O sócio deve poder disponibilizar a sua vida de modo a estar presente na altura e local assinalados, não tem de ficar a aguardar indefinidamente, tal não lhe pode ser «imposto» - v.g., estar no local no dia para que foi convocado desde as 0 horas até às 24 horas. Merece da parte da sociedade, que haja boa fé e lisura de comportamento, além de respeito pela sua vida pessoal.
A omissão dessa menção traduz um vício no processo de formação, sanável nos termos da parte final da al. a) do nº 1 e do nº 3 do art. 56 CSC. Invalidade mista, pois.
In casu, não se mostra sanada.

2.- Não contendo a convocatória a menção da hora da realização da assembleia geral, causa de nulidade de deliberações sociais, importa saber se isso é aplicável ao concreto caso sub judice. Por outras palavras, se o accionar a nulidade por sócio que efectivamente recebeu a convocatória e dela conheceu o seu conteúdo pode eventualmente configurar um comportamento abusivo e sancionado nos termos do art. 334 CC, tal solução poderá colocar-se quando apenas se presuma (presunção ilidível) que o sócio recebeu a convocatória?
Vejamos, antes de mais, a concreta situação de facto, tendo presente o seguinte - embora a réplica não tenha sido admitida, afirmando-se nada ter sido excepcionado, e na sentença se tenha concluído se dever considerar terem sido os autores convocados para a assembleia geral, o que não foi objecto da apelação, importa ter presente, sem que tal envolva violação do julgado, outros elementos de facto constantes do processo e das decisões das instâncias
- a morada dos autores constante do pacto social é diferente da constante das cartas juntas a fls. 66 e 67;
- confirmado testemunhalmente que os autores tinham residência no local indicado nas cartas, ninguém atendeu nessa morada, tendo sido deixado aviso para se as reclamar;
- não reclamadas, foram devolvidas ao remetente que as recusou receber;
- foram depois reclamadas pelo réu D.

3.- Resulta claro dos factos que os autores apenas tomaram conhecimento do conteúdo da convocatória no decurso da presente acção (as cartas apenas foram juntas na audiência de julgamento, pelos réus - fls. 71) e que a sociedade ré bem como o sócio D que compareceu à assembleia geral (único que compareceu) sabiam que os autores não conheciam o seu conteúdo, além de que a este sócio era fácil e manifestamente perceptível a omissão, na carta convocatória, da hora para a realização da assembleia.

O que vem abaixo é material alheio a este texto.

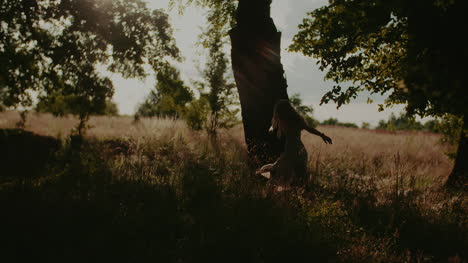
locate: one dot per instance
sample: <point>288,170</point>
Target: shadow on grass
<point>81,211</point>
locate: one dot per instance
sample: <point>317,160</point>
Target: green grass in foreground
<point>161,200</point>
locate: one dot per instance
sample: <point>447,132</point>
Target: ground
<point>153,190</point>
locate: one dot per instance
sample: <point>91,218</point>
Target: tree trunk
<point>459,173</point>
<point>259,76</point>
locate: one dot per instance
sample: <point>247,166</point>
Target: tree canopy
<point>60,47</point>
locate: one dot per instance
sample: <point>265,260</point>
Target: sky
<point>302,73</point>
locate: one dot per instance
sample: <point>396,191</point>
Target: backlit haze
<point>302,73</point>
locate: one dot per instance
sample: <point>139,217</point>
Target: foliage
<point>409,49</point>
<point>169,98</point>
<point>335,122</point>
<point>170,197</point>
<point>218,94</point>
<point>402,122</point>
<point>305,111</point>
<point>55,48</point>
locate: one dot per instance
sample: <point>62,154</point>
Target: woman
<point>292,163</point>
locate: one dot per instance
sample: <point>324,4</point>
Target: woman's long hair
<point>286,118</point>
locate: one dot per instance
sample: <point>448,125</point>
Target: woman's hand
<point>326,139</point>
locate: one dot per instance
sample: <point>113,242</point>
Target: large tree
<point>258,72</point>
<point>170,96</point>
<point>411,50</point>
<point>59,48</point>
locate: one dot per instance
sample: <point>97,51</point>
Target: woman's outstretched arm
<point>312,130</point>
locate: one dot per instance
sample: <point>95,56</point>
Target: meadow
<point>153,190</point>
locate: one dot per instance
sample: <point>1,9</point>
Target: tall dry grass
<point>373,197</point>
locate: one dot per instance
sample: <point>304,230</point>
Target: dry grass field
<point>367,154</point>
<point>159,190</point>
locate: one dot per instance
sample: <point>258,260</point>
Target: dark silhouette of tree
<point>170,96</point>
<point>217,87</point>
<point>56,48</point>
<point>408,49</point>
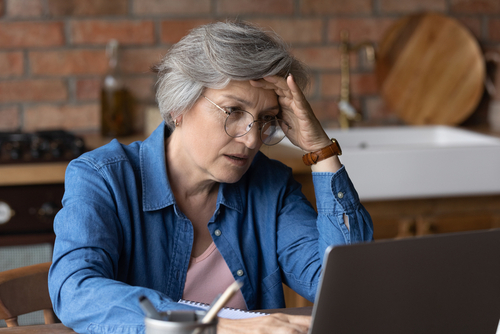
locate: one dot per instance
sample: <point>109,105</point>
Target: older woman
<point>196,206</point>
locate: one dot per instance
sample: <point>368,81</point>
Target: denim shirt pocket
<point>272,291</point>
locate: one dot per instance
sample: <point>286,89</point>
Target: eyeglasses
<point>239,122</point>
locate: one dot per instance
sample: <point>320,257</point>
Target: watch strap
<point>329,151</point>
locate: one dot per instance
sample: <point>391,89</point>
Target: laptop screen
<point>435,284</point>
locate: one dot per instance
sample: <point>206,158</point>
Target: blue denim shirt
<point>120,235</point>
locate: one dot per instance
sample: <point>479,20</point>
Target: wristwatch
<point>313,157</point>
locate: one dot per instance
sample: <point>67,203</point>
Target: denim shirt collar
<point>156,191</point>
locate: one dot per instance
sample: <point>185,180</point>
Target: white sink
<point>419,161</point>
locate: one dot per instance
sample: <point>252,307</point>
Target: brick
<point>321,58</point>
<point>326,111</point>
<point>9,118</point>
<point>494,30</point>
<point>268,7</point>
<point>101,31</point>
<point>88,89</point>
<point>411,6</point>
<point>326,7</point>
<point>364,84</point>
<point>66,62</point>
<point>475,6</point>
<point>303,31</point>
<point>141,88</point>
<point>171,7</point>
<point>33,90</point>
<point>172,31</point>
<point>68,117</point>
<point>360,29</point>
<point>11,64</point>
<point>330,85</point>
<point>86,8</point>
<point>24,8</point>
<point>31,34</point>
<point>141,60</point>
<point>378,113</point>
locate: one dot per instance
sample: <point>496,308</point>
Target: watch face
<point>338,145</point>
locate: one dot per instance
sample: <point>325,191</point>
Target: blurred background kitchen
<point>55,56</point>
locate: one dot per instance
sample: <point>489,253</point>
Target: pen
<point>221,301</point>
<point>148,308</point>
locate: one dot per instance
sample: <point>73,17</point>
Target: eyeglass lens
<point>239,123</point>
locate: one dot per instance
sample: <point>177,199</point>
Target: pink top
<point>208,275</point>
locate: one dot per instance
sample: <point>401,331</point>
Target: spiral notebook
<point>226,312</point>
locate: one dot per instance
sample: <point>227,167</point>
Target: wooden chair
<point>24,290</point>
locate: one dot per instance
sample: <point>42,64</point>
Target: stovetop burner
<point>40,146</point>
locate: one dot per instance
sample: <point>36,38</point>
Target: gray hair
<point>212,55</point>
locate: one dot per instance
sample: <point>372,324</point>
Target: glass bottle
<point>116,101</point>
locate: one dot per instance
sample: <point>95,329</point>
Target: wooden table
<point>61,329</point>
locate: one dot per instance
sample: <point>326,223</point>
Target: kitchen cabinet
<point>406,217</point>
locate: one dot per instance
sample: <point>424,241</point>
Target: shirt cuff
<point>335,192</point>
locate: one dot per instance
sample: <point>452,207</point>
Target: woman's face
<point>208,151</point>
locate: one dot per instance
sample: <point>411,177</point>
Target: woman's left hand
<point>306,131</point>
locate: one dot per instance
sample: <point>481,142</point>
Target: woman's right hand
<point>277,323</point>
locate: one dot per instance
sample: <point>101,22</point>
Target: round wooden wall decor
<point>430,70</point>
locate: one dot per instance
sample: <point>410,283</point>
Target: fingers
<point>278,84</point>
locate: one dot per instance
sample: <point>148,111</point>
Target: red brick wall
<point>52,52</point>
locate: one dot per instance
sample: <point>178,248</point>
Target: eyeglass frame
<point>228,113</point>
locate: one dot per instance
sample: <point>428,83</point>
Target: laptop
<point>435,284</point>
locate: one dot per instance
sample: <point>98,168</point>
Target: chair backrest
<point>24,290</point>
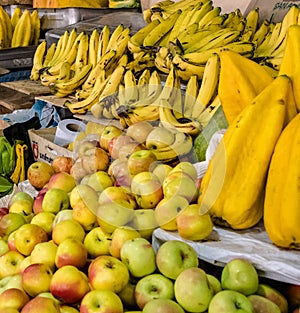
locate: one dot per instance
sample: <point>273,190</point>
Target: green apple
<point>118,237</point>
<point>101,301</point>
<point>162,306</point>
<point>192,290</point>
<point>274,295</point>
<point>9,223</point>
<point>55,200</point>
<point>13,298</point>
<point>71,251</point>
<point>108,272</point>
<point>174,256</point>
<point>39,174</point>
<point>141,161</point>
<point>239,274</point>
<point>68,228</point>
<point>263,305</point>
<point>100,180</point>
<point>45,220</point>
<point>167,210</point>
<point>192,225</point>
<point>10,263</point>
<point>139,256</point>
<point>96,242</point>
<point>36,278</point>
<point>69,284</point>
<point>27,236</point>
<point>63,181</point>
<point>153,286</point>
<point>230,301</point>
<point>139,131</point>
<point>41,304</point>
<point>44,252</point>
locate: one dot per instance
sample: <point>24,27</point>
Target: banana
<point>136,40</point>
<point>185,69</point>
<point>161,29</point>
<point>22,32</point>
<point>209,85</point>
<point>110,88</point>
<point>104,37</point>
<point>38,59</point>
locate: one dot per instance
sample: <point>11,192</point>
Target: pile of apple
<point>83,242</point>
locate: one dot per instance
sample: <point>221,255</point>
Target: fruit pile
<point>19,30</point>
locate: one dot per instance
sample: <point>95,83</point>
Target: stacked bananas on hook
<point>19,30</point>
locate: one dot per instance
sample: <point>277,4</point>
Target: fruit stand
<point>150,159</point>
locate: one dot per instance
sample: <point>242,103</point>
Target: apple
<point>71,252</point>
<point>116,143</point>
<point>240,275</point>
<point>13,298</point>
<point>38,200</point>
<point>140,161</point>
<point>139,131</point>
<point>192,290</point>
<point>274,295</point>
<point>95,159</point>
<point>144,222</point>
<point>62,163</point>
<point>139,256</point>
<point>108,272</point>
<point>45,220</point>
<point>109,132</point>
<point>226,301</point>
<point>114,214</point>
<point>119,236</point>
<point>23,207</point>
<point>101,301</point>
<point>10,263</point>
<point>100,180</point>
<point>68,228</point>
<point>96,242</point>
<point>175,256</point>
<point>63,181</point>
<point>11,281</point>
<point>162,306</point>
<point>36,278</point>
<point>69,284</point>
<point>115,193</point>
<point>10,222</point>
<point>27,236</point>
<point>41,304</point>
<point>153,286</point>
<point>39,174</point>
<point>183,186</point>
<point>263,305</point>
<point>55,199</point>
<point>44,252</point>
<point>192,225</point>
<point>167,210</point>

Se a isso se acrescentar que aqueles eram detentores de quotas no valor percentual dos restantes 50% e que na convocatória se apresentava uma «justificação» na qual ao sócio-gerente e autor A eram imputados factos graves, era do interesse da sociedade que a assembleia se realizasse apenas depois de lhe ter sido dada oportunidade de defesa, além de que a boa fé aconselhava, no mínimo, o diligenciar pelo concreto recebimento da convocatória ou pela certificação de uma efectiva situação de recusa do seu recebimento.
Se tal tivesse sucedido, poder-se-ia questionar se não seria abusivo o comportamento de invocar a nulidade por omissão da indicação da hora quando tiveram oportunidade de, exercendo o seu direito à informação (a ter-se como exigível a adopção de uma tal conduta e que apenas não a obtiveram por culpa sua), a indagarem e dela ficarem cientes.

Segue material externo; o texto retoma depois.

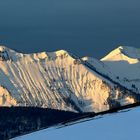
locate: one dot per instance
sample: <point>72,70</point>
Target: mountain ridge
<point>61,80</point>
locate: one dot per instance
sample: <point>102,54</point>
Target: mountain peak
<point>123,51</point>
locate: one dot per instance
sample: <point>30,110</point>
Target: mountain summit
<point>64,81</point>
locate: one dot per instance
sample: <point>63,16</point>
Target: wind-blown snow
<point>59,80</point>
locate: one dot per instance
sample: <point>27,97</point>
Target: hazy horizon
<point>87,28</point>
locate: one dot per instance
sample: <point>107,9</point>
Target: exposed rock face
<point>60,80</point>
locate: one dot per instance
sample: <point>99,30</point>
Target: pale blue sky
<point>86,27</point>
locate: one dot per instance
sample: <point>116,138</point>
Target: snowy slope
<point>120,126</point>
<point>122,65</point>
<point>60,80</point>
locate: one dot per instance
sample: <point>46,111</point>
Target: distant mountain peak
<point>123,52</point>
<point>61,80</point>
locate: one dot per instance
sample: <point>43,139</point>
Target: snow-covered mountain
<point>64,81</point>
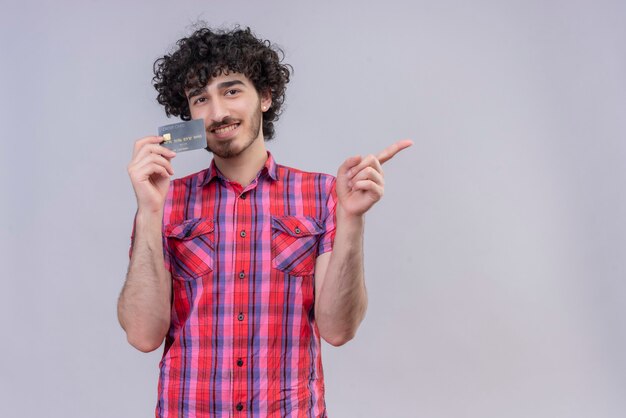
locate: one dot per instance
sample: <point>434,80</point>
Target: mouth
<point>224,130</point>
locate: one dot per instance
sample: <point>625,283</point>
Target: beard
<point>229,148</point>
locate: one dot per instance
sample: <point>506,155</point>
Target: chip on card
<point>184,136</point>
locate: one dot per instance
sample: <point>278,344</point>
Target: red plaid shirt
<point>243,341</point>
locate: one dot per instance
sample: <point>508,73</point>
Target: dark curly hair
<point>208,53</point>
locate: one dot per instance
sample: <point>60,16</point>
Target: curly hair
<point>206,54</point>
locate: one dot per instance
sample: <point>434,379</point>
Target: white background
<point>495,262</point>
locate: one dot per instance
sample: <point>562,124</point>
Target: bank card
<point>184,136</point>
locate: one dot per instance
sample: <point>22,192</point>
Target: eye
<point>199,100</point>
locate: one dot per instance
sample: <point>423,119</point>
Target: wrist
<point>346,218</point>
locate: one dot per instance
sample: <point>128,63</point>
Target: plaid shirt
<point>243,341</point>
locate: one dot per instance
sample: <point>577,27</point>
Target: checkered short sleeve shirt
<point>243,341</point>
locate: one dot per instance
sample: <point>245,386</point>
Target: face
<point>232,112</point>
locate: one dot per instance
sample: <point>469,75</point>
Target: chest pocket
<point>294,244</point>
<point>192,247</point>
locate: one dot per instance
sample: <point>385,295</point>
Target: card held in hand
<point>184,136</point>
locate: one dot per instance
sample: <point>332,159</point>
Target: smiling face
<point>232,112</point>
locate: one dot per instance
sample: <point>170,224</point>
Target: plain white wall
<point>494,263</point>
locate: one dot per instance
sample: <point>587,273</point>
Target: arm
<point>144,304</point>
<point>341,297</point>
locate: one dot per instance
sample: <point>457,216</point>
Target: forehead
<point>223,78</point>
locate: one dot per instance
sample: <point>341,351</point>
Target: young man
<point>242,267</point>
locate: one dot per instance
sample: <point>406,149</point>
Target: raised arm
<point>145,301</point>
<point>341,297</point>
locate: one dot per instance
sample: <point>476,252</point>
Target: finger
<point>154,149</point>
<point>368,186</point>
<point>155,159</point>
<point>141,143</point>
<point>368,161</point>
<point>144,167</point>
<point>368,173</point>
<point>388,153</point>
<point>348,164</point>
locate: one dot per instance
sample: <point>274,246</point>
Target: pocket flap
<point>297,226</point>
<point>189,228</point>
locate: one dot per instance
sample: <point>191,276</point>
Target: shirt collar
<point>270,169</point>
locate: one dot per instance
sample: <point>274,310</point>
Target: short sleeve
<point>328,237</point>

Essa eventualidade não sucedeu no caso presente, dele está arredada.
Um dos fundamentos alegados pelos autores para a nulidade das deliberações foi terem sido tomadas em assembleia geral para a qual não foram convocados.

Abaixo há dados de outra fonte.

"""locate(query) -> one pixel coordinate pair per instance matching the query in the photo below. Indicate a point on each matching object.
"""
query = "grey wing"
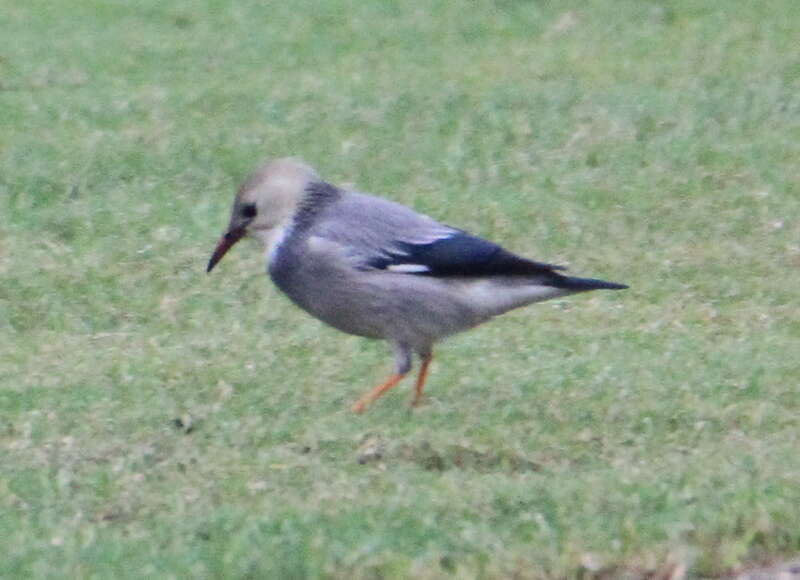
(377, 234)
(373, 232)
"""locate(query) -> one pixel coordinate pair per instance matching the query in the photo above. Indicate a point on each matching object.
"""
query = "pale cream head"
(265, 204)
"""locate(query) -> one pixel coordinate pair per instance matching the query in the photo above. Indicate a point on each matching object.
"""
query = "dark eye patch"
(249, 210)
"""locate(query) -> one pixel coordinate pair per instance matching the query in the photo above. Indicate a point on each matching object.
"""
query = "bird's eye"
(249, 210)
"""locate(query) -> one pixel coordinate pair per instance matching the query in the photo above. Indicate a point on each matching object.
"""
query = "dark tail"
(585, 284)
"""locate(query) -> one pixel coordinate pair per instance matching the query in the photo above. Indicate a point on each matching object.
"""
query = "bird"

A sentença teve-os por (presuntivamente) convocados.
Provado que na altura da propositura da acção desconheciam o conteúdo da carta que os convocava, só dela tendo tomado conhecimento na audiência de julgamento, através da sua junção.
Ao produzirem as suas alegações de direito, nos termos do art. 657 CPC, arguiram (fls. 79) a omissão da menção da hora e a nulidade daí resultante.
Além de aos réus ser facultado, de seguida, alegar de direito (não o fizeram) e contrariar a arguição - pelo que o factor surpresa inexiste, sucede que a invocação da causa de nulidade derivou de acto praticado pelos réus - junção de documentos de que se quiseram aproveitar, e consequente exame no exercício do direito do contraditório.
Requerendo a nulidade das deliberações sociais agora por esta causa, revelada pelos réus, sem que antes, devido à actuação da ré, pudessem ter exercido o direito à informação, não se pode colocar, sequer eventualmente, a hipótese de a actuação dos autores ser abusiva (CC- 334).
Razão assistiu à Relação para subsumir o caso ao disposto no art. 56-2 CSC.
Termos em que se nega a revista.
Custas pela sociedade ré.

Lisboa, 16 de Janeiro de 2001.
Lopes Pinto,
José Saraiva,
Garcia Marques.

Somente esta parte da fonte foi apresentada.